More Americans than ever have used 401(k) of funds to cover a money emergency – another warning sign that the economy is struggling and a recession is looming.
According to Vanguard Group, almost 5% of retirement account owners left early last year, avoiding medical expenses and home seizures.
This is a record high from 3.6% in 2023.
Before the pandemic, only 2% of 401(k) holders withdraw funds before the typical access age of 59.5 years.
The sudden increase suggests that more households are feeling financially burdened.
In a worrying sign of economy, Americans are behind in car payments at record rates, with almost 6.6% of subprime car borrowers who are late in making payments in January.
Approximately 35% of those who retreated last year used their money to avoid foreclosures in their homes they buy from rental homes.
Meanwhile, more Americans are automatically controlled by workplace retirement plans than ever before, making the 401(k) the biggest savings vehicle for many workers.
However, rising mortgage rates and years of inflation have put more people in financial trouble and are struggling to keep up with car payments and credit card debt.

Almost 5% of people with retirement accounts left early last year
More Americans than ever have been automatically enrolled in the company’s pension scheme, with the 401(k) being the largest savings pot that many workers have.
“It’s not good to go through difficulties, but saving is positive,” said David Stinnett, head of strategic retirement consulting at Vanguard.
Recent policy changes have made retirement savings easier As funding for a rainy day.
Before 2018, Americans had to get a 401(k) loan before accessing their account. According to Vanguard, at the end of 2024, about 13% of savers had 401(k) loans.
Now, the Internal Revenue Service (IRS) allows you to withdraw your normally locked accounts to deal with the struggles, such as paying college tuition or buying a home.
The number of early withdrawals could further increase as the 401(k) plan launches new provisions following the 2022 legislation, allowing for withdrawals of up to $1,000 a year to cover emergency costs.
The median withdrawal last year was $2,200.
Despite ease of access, tapping into funds usually involves penalties that could further deplete nest eggs.

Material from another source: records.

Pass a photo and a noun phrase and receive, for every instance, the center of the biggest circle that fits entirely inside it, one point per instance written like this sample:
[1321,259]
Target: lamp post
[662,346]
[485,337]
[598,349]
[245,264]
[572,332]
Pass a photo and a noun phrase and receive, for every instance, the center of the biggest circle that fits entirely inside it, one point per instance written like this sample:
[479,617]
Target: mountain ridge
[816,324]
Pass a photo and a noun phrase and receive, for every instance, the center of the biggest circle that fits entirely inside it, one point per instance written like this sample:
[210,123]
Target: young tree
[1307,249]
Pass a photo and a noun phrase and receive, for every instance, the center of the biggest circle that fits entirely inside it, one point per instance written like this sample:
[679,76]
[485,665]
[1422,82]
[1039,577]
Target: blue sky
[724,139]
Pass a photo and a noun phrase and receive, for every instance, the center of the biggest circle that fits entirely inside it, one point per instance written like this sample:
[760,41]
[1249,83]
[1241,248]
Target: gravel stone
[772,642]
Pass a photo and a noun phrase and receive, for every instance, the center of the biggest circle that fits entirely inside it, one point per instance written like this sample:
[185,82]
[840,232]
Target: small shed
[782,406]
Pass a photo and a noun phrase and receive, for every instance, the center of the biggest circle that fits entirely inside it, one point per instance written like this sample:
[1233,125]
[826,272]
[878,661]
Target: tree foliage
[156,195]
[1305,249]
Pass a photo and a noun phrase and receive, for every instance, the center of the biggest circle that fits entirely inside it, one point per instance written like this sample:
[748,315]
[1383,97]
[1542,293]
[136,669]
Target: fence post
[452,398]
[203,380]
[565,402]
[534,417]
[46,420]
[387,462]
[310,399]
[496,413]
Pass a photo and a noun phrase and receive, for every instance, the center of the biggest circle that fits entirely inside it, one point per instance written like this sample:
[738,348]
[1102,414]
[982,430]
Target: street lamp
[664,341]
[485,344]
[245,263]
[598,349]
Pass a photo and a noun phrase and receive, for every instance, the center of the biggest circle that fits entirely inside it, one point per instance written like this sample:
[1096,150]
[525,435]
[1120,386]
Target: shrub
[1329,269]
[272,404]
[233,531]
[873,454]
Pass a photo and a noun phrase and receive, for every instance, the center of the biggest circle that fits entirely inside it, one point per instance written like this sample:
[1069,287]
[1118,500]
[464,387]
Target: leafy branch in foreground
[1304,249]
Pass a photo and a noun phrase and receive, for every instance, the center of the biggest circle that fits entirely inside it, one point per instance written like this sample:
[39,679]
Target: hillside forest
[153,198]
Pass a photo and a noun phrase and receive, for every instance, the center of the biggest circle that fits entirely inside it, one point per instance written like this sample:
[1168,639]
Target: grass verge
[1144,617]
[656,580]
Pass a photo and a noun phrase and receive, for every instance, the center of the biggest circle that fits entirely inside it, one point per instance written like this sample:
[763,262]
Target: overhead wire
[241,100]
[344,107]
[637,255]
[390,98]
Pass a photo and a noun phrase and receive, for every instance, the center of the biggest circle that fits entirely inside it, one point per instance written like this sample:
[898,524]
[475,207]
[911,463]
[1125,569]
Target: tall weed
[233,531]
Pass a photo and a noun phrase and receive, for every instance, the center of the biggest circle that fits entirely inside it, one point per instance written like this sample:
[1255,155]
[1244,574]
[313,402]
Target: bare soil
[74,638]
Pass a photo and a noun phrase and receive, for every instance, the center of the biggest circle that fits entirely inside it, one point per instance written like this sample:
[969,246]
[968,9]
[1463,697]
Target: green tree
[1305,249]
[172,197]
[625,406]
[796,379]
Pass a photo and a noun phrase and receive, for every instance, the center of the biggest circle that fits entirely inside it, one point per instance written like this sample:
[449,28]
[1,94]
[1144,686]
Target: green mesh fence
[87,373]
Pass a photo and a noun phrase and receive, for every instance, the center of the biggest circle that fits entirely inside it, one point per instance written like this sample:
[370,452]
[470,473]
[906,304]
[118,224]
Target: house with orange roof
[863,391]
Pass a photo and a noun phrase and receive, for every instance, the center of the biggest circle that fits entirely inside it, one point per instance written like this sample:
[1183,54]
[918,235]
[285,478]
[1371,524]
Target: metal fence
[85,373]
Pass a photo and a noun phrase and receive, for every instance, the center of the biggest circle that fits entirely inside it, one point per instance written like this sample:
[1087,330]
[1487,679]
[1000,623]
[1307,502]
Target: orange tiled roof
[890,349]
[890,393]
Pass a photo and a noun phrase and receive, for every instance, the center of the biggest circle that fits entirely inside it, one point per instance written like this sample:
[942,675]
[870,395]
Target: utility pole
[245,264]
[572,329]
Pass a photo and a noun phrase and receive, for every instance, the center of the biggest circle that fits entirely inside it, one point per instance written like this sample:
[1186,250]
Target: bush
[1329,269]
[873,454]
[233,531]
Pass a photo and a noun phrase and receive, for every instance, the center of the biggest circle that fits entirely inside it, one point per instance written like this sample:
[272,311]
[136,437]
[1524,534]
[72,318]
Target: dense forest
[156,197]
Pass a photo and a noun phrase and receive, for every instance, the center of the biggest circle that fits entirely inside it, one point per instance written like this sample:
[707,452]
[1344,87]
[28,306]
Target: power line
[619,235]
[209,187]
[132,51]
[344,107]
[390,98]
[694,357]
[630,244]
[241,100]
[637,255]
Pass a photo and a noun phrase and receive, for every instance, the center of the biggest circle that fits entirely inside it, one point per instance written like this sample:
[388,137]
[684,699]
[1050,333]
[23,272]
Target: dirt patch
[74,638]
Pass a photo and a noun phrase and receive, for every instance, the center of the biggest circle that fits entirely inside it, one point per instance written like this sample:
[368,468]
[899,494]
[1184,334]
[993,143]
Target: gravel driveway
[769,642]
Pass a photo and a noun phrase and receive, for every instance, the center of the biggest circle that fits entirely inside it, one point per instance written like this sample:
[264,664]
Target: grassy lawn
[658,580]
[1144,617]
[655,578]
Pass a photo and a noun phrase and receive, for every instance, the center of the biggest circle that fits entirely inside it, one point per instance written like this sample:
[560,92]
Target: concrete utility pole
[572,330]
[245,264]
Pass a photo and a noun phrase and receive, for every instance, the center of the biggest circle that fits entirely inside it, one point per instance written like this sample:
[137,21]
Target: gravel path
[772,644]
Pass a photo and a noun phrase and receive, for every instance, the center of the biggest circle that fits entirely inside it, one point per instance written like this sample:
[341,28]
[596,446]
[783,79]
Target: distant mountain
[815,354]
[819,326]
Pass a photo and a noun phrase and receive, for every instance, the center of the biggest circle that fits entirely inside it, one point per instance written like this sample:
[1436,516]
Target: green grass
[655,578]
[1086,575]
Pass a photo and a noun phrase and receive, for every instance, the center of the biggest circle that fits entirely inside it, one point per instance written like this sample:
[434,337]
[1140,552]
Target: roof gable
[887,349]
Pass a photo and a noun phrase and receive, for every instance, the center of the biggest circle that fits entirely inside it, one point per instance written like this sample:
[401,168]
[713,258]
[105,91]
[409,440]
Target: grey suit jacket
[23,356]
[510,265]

There have been some sudden losses over the past week as investors were rattling around Trump’s tard-related headlines

The Dow theory – long been trusted by traders to predict the next move in a broader market – suggests investors support more losses
Those who have taken difficult withdrawals from their traditional 401(k) accounts must pay income tax and a 10% penalty of less than 59.5 years on the amount.
Last year, the 401(k) balance rose 10% average after the Bumper year return on stock market returns, which saw the S&P 500 rise 25%.
Stocks have been riding turbulent since Donald Trump began his second presidency in January.
Wall Street saw sudden losses last week as investors rattled over Trump’s tard-related headlines.
Amidst economic uncertainty and political headwinds, Dow theory – predicting the next move in a broader market that has long been trusted by traders suggests that investors support more losses.